The three output units combine those “bad roast” areas into an overall summary, since the “good” sides of each boundary overlap.

Hi @TMosh ,

Thanks for answering. I will continue with the course because in this Lab there are only 2 layers, input and output, and not 3 hidden layers. I think it’s explained later.

I will continue and come back if my doubts persist

Thanks.
Regards.

1 Like

Hi @TMosh ,

Can you please explain how to handle that? How can I define different linear boundaries per layer? Can you please show me an example?

Thanks.
Gus

1 Like

You don’t have to define it.
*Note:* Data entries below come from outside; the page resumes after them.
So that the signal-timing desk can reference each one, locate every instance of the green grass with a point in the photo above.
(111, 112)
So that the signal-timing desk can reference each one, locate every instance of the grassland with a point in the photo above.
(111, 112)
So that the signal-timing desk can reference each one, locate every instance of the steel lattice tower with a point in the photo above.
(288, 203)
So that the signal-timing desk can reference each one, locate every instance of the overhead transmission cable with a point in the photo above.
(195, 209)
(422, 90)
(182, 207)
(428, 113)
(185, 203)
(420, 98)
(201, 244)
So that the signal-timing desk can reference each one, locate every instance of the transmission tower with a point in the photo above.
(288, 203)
You just say how many units to use in the hidden layer, and let the NN learn the weights that will minimize the cost.

It just turns out in this simple example (which is why the lab uses it) that you get nice simple boundaries and it gives good results.

Once I get access to that lab again, I’ll try some experiments and see if I can come up with a better description.

2 Likes

Thanks, @TMosh because it’s not clear to me how the NN can arrive at that triangular area.

1 Like

The lab shows the weights for the three output units in the NN - they’re the W2 and b2 values

You can work out what those are doing via some pencil and paper work.
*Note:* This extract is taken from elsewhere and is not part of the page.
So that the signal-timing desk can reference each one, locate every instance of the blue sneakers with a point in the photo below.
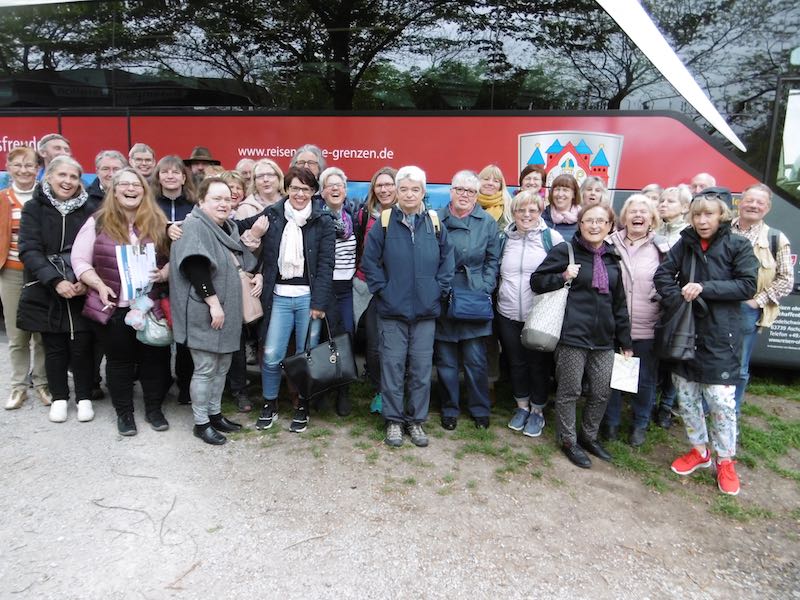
(519, 419)
(534, 425)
If you haven’t worked with an NN before, then maybe revisit this topic later. This lab is just a “gee whiz!” example of what an NN can do. It doesn’t tell you how - that comes later.

@gmazzaglia I don’t want to go out on a limb here… but I think the key insight is with regression, we are strictly dealing with two dimensions, so as you say, the problem has to be ‘linearly separable’–

However, once we start going to hidden layers in a more a NN kind of way, we are jumping to higher dimensions, even if in the end we map just back to that 2D space.

We’re still thinking about all the same 2D points we started with, but we are adding ‘depth’ to see how they might actually be related to one another.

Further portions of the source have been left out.